Thursday, January 9, 2014

How to draw data on a map with R

In this post we'll see how to use R language to plot some data on a map; the full code is available on my GitHub.
I've used data freely available from the italian ministry of education about the rate of school abandonment in Italy. It is available for download (in form of zipped files) from this page: http://archivio.pubblica.istruzione.it/scuola_in_chiaro/open_data/index.html.

First we need the data of the schools (including their geolocation). Once downloaded and unzipped on a PC, we can load it with R:
schools <- read.csv(file="data/schools.csv")
This dataset contains for each school a unique code, its complete address, the lat/lon and other info; since we want to display this data on a map, we remove rows that don't have lat/lon info:
schools <- schools[which(schools$LATITUDINE != "NA"),]
For the same reason we can forget all the columns except the unique code and the lat/info info; we create a new dataframe with only the columns we're interested in:
schools_geo <- data.frame(schools$codice_scuola, schools$LATITUDINE, schools$LONGITUDINE)
We now have a clean dataset for the italian schools.

The abandonment archive contains several files: the one we're interested in is "abbandoni.csv"; this dataset contains the unique code of the school, the abandonment rate of students in that school (in percentage) and other info. Let's load the dataset:
abandonments <- read.csv(file="data/abandonments.csv")
Looking at the data we see that some schools don't have the abandonment rate (the value is 'NA' instead of a number), so we'll exclude those schools from our dataset:
abandonments <- abandonments[which(abandonments$scuola != "NA"),]
Since the column names of the unique code of the schools are different in the two datastes, we'll rename one of the two to match the other (the name of the column is 'cod_scuola'):
colnames(schools_geo)[1] <- "cod_scuola"
Now we merge the two dataset so that we have on the same row the abandonment rate and the lat/lon info:
data <- merge(abandonments, schools_geo, by="cod_scuola")
If we draw on the map all the schools, even the ones that have an abandonment rate of 0, we'll have too many data; to make the visualization clearer, let's get rid the schools where the abandonment rate is equal to 0:
data <- data[which(data$scuola>0),]
The data is now ok. Let's setup the map.

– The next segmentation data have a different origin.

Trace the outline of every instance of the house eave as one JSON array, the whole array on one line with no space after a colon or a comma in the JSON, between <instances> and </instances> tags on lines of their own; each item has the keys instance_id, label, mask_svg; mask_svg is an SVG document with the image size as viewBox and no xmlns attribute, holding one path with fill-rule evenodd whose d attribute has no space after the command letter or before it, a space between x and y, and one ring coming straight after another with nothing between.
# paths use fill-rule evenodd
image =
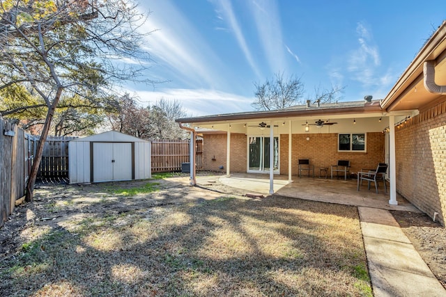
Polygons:
<instances>
[{"instance_id":1,"label":"house eave","mask_svg":"<svg viewBox=\"0 0 446 297\"><path fill-rule=\"evenodd\" d=\"M423 64L426 61L436 61L439 64L446 58L446 21L426 42L417 55L403 72L381 102L381 107L386 112L399 109L420 109L421 106L436 100L438 95L431 94L421 96L423 86ZM418 90L418 95L414 93ZM422 101L422 99L424 101Z\"/></svg>"},{"instance_id":2,"label":"house eave","mask_svg":"<svg viewBox=\"0 0 446 297\"><path fill-rule=\"evenodd\" d=\"M181 123L203 123L203 122L229 122L246 120L266 120L295 117L310 117L336 115L355 115L364 113L376 113L382 112L378 102L366 103L362 106L314 109L309 110L288 111L279 110L272 111L256 111L238 113L226 113L195 118L184 118L176 119L176 122Z\"/></svg>"}]
</instances>

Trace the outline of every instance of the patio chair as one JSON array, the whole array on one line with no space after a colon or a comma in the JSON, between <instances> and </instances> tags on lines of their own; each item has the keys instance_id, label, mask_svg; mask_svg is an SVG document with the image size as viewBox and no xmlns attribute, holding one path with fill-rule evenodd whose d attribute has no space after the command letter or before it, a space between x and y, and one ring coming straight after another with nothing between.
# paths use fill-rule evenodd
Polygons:
<instances>
[{"instance_id":1,"label":"patio chair","mask_svg":"<svg viewBox=\"0 0 446 297\"><path fill-rule=\"evenodd\" d=\"M370 183L375 183L375 189L378 194L378 182L382 180L384 183L384 189L387 193L387 188L385 185L385 172L387 171L387 164L380 163L376 167L376 170L368 172L357 172L357 191L360 191L360 186L362 184L363 180L367 181L367 189L370 190Z\"/></svg>"},{"instance_id":2,"label":"patio chair","mask_svg":"<svg viewBox=\"0 0 446 297\"><path fill-rule=\"evenodd\" d=\"M314 177L314 165L309 163L308 159L299 159L299 177L302 176L302 170L308 171L308 177L309 177L309 172L313 172L313 177Z\"/></svg>"},{"instance_id":3,"label":"patio chair","mask_svg":"<svg viewBox=\"0 0 446 297\"><path fill-rule=\"evenodd\" d=\"M345 180L347 180L347 173L350 175L350 161L338 160L337 165L332 165L332 179L333 179L333 172L336 172L336 177L339 177L339 172L344 172Z\"/></svg>"}]
</instances>

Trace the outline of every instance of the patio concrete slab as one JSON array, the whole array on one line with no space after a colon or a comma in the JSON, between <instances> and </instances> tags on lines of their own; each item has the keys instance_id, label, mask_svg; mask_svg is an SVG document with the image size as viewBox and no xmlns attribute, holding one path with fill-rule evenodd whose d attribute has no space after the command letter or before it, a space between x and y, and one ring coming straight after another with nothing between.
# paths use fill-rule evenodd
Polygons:
<instances>
[{"instance_id":1,"label":"patio concrete slab","mask_svg":"<svg viewBox=\"0 0 446 297\"><path fill-rule=\"evenodd\" d=\"M421 258L389 210L420 212L401 195L398 205L388 203L389 194L383 185L357 190L355 180L337 180L275 175L274 195L286 196L328 203L357 206L369 271L375 296L445 296L446 290ZM220 176L220 182L247 193L268 195L269 176L234 174Z\"/></svg>"},{"instance_id":2,"label":"patio concrete slab","mask_svg":"<svg viewBox=\"0 0 446 297\"><path fill-rule=\"evenodd\" d=\"M446 290L385 209L359 207L375 296L446 296Z\"/></svg>"}]
</instances>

We'll use an R package called RgoogleMaps; we'll first define a rectangle of lat/lon coordinates for getting an image of Italy from Google Maps.
# setup of latitude and longitude centered on Italy
lat_c<-42.1
lon_c<-12.5

# gets a rectangle of coordinates
rectangle<-qbbox(lat = c(lat_c[1]+5, lat_c[1]-5), lon = c(lon_c[1]+5, lon_c[1]-5))

# retrieves a map from googlemaps
map<-GetMap.bbox(rectangle$lonR, rectangle$latR)
Now that we have the map, we can plot on it the abandonment rate; we will show the abandonment rate as a circle centered of the lat/lon coordinates of the school. The PlotOnStaticMap function of the RGoogleMaps package gets these parameter:
  • a map: the one we just have created
  • lat/lon: the coordinates where to plot
  • pch: what to plot; 1 means an empty circle
  • cex: the radius of the circle; we used the value of abandonment rate so that the bigger the rate, the bigger the circle
  • col: the color of plot
PlotOnStaticMap(MyMap=map, lat=data$schools.LATITUDINE, lon=data$schools.LONGITUDINE, TrueProj=TRUE, cex=data$scuola/15, pch=1, col="blue")
We also want a legend that describes the circles' values:
  • x,y: the top-left corner of the box
  • x.intersp: the horizontal distance between the circle and its description
  • y.intersp: the vertical distance between one row and the next
  • legend: the descriptions of the legend's items
  • col: the color of the circles
  • pch: the symbol to use (a circle)
  • cex: the font size of the text
  • pt.cex: the size of the circles
legend(x=120, y=300, title="Abandonment rate", x.intersp=2, y.intersp=c(1.1,1.1,1.1,1.1,1.15,1.2),legend=c("< 1%", "1% - 5%", "5% - 10%", "10% - 20%", "20% - 50%", "> 50%"), col="blue",pch=1,cex=0.8, pt.cex=c(1/15, 5/15, 10/15, 20/15, 50/15, 70/15)) 
This is the image returned (click on the image to enlarge it):
From this image, we can quickly see that the phenomenon of abandonment is more frequent in southern Italy and in the big cities (Milan, Turin, Genoa, Naples, Palermo) of the whole country.